The Independent JPEG Group's JPEG software v6
diff --git a/structure.doc b/structure.doc
index c04e1e3..b224b1f 100644
--- a/structure.doc
+++ b/structure.doc
@@ -36,16 +36,15 @@
 
 The IJG distribution contains two parts:
   * A subroutine library for JPEG compression and decompression.
-  * cjpeg/djpeg, two simple applications that use the library to transform
+  * cjpeg/djpeg, two sample applications that use the library to transform
     JFIF JPEG files to and from several other image formats.
 cjpeg/djpeg are of no great intellectual complexity: they merely add a simple
 command-line user interface and I/O routines for several uncompressed image
 formats.  This document concentrates on the library itself.
 
-We desire the library to be capable of supporting all JPEG baseline and
-extended sequential DCT processes.  Progressive processes are also allowed
-for in the system architecture, although they are not likely to be
-implemented very soon.  Hierarchical processes are not supported.
+We desire the library to be capable of supporting all JPEG baseline, extended
+sequential, and progressive DCT processes.  Hierarchical processes are not
+supported.
 
 The library does not support the lossless (spatial) JPEG process.  Lossless
 JPEG shares little or no code with lossy JPEG, and would normally be used
@@ -67,9 +66,8 @@
 By itself, the library handles only interchange JPEG datastreams --- in
 particular the widely used JFIF file format.  The library can be used by
 surrounding code to process interchange or abbreviated JPEG datastreams that
-are embedded in more complex file formats.  (For example, we anticipate that
-Sam Leffler's TIFF library will use this code to support the revised TIFF
-JPEG format.)
+are embedded in more complex file formats.  (For example, libtiff uses this
+library to implement JPEG compression within the TIFF file format.)
 
 The library includes a substantial amount of code that is not covered by the
 JPEG standard but is necessary for typical applications of JPEG.  These
@@ -133,13 +131,12 @@
 elements:
 
   Preprocessing:
-    * Color space conversion (e.g., RGB to YCbCr).  This step may also
-      provide gamma adjustment.
+    * Color space conversion (e.g., RGB to YCbCr).

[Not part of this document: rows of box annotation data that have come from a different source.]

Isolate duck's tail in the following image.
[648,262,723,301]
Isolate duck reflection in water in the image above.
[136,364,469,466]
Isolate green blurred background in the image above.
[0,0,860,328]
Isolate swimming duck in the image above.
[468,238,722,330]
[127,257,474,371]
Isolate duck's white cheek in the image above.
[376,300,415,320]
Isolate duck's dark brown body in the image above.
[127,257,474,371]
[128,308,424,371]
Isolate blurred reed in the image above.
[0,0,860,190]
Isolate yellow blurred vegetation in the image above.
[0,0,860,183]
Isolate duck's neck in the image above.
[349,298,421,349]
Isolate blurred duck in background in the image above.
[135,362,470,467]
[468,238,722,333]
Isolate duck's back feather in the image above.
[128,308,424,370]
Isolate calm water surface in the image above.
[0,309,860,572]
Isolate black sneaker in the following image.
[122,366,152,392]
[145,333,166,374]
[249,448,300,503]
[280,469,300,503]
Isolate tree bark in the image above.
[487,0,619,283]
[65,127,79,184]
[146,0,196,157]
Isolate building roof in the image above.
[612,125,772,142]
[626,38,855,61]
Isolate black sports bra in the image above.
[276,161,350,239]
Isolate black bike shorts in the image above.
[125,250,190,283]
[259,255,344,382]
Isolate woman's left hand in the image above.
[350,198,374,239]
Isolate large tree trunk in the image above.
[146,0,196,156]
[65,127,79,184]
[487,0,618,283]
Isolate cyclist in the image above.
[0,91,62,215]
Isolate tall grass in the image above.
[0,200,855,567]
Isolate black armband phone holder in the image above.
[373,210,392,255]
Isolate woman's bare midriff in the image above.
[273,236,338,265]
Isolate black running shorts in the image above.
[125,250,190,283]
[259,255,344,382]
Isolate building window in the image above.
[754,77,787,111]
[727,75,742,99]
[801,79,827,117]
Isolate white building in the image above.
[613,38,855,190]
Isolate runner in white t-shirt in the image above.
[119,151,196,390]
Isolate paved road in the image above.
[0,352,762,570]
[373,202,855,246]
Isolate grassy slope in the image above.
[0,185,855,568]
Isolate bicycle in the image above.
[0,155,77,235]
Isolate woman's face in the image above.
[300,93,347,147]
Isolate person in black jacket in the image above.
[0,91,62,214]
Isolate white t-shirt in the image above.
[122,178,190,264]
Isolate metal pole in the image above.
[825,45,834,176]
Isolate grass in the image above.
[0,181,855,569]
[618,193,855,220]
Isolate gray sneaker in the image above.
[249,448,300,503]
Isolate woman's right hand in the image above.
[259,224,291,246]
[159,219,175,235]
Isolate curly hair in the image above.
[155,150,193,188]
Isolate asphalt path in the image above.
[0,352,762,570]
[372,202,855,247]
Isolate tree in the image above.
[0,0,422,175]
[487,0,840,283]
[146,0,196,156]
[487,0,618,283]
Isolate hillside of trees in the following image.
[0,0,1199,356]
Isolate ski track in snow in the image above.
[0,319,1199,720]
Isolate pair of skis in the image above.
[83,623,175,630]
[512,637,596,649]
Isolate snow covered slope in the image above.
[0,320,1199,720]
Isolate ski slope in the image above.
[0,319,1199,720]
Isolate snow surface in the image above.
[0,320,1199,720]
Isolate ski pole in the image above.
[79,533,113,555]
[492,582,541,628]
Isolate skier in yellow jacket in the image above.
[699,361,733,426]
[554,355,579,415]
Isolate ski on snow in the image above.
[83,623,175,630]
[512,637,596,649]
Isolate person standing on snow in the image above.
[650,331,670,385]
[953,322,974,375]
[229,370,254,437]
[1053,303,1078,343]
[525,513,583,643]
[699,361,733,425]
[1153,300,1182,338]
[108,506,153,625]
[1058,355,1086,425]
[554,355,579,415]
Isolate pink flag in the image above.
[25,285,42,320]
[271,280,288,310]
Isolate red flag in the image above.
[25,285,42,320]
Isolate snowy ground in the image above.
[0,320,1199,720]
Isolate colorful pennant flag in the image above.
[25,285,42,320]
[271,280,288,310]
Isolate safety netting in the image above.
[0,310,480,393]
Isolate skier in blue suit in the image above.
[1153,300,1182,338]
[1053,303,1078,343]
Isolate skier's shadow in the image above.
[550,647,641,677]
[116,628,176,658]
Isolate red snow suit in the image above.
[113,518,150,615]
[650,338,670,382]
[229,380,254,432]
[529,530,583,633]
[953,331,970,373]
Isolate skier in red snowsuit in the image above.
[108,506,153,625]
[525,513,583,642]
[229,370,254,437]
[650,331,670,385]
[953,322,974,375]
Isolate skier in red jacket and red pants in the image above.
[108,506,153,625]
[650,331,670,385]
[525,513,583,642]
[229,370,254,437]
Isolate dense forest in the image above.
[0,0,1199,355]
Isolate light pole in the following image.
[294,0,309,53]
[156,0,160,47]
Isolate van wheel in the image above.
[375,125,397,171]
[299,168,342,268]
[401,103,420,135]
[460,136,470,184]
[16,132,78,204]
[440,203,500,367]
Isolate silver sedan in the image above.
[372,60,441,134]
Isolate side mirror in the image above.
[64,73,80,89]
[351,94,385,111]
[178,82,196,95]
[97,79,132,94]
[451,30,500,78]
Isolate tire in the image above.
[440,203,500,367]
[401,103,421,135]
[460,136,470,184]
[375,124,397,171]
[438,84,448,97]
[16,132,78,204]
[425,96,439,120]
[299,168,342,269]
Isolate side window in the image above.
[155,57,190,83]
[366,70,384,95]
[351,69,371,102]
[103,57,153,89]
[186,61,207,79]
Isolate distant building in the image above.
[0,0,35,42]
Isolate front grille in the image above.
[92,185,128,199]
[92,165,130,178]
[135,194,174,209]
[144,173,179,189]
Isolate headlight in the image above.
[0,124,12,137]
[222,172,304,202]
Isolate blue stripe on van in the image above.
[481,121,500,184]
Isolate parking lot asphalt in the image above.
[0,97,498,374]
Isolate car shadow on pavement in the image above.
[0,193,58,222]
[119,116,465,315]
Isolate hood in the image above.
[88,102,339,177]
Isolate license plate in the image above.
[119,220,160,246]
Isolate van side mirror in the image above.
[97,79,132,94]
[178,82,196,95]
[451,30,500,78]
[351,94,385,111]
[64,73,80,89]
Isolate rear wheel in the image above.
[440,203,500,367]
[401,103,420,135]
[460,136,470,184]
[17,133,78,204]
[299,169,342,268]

     * Edge expansion and downsampling.  Optionally, this step can do simple
       smoothing --- this is often helpful for low-quality source data.
   JPEG proper:
     * MCU assembly, DCT, quantization.
-    * Entropy coding (Huffman or arithmetic).
+    * Entropy coding (sequential or progressive, Huffman or arithmetic).
 
 In addition to these modules we need overall control, marker generation,
 and support code (memory management & error handling).  There is also a
@@ -150,16 +147,16 @@
 The decompressor library contains the following main elements:
 
   JPEG proper:
-    * Entropy decoding (Huffman or arithmetic).
+    * Entropy decoding (sequential or progressive, Huffman or arithmetic).
     * Dequantization, inverse DCT, MCU disassembly.
   Postprocessing:
     * Upsampling.  Optionally, this step may be able to do more general
       rescaling of the image.
     * Color space conversion (e.g., YCbCr to RGB).  This step may also
-      provide gamma adjustment.
+      provide gamma adjustment [ currently it does not ].
     * Optional color quantization (e.g., reduction to 256 colors).
     * Optional color precision reduction (e.g., 24-bit to 15-bit color).
-      [Not implemented in v5.]
+      [This feature is not currently implemented.]
 
 We also need overall control, marker parsing, and a data source module.
 The support code (memory management & error handling) can be shared with
@@ -186,9 +183,11 @@
 disassembly logic will create or discard these blocks internally.  (This is
 advantageous for speed reasons, since we avoid DCTing the dummy blocks.
 It also permits a small reduction in file size, because the compressor can
-choose dummy block contents so as to minimize their size in compressed form.)
-Applications that wish to deal directly with the downsampled data must provide
-similar buffering and padding for odd-sized images.
+choose dummy block contents so as to minimize their size in compressed form.
+Finally, it makes the interface buffer specification independent of whether
+the file is actually interleaved or not.)  Applications that wish to deal
+directly with the downsampled data must provide similar buffering and padding
+for odd-sized images.
 
 
 *** Poor man's object-oriented programming ***
@@ -366,11 +365,17 @@
   one fully interleaved MCU row of subsampled data is processed per call,
   even when the JPEG file is noninterleaved.
 
-* Forward DCT and quantization: Perform DCT, quantize, and emit coefficients
-  in zigzag block order.  Works on one or more DCT blocks at a time.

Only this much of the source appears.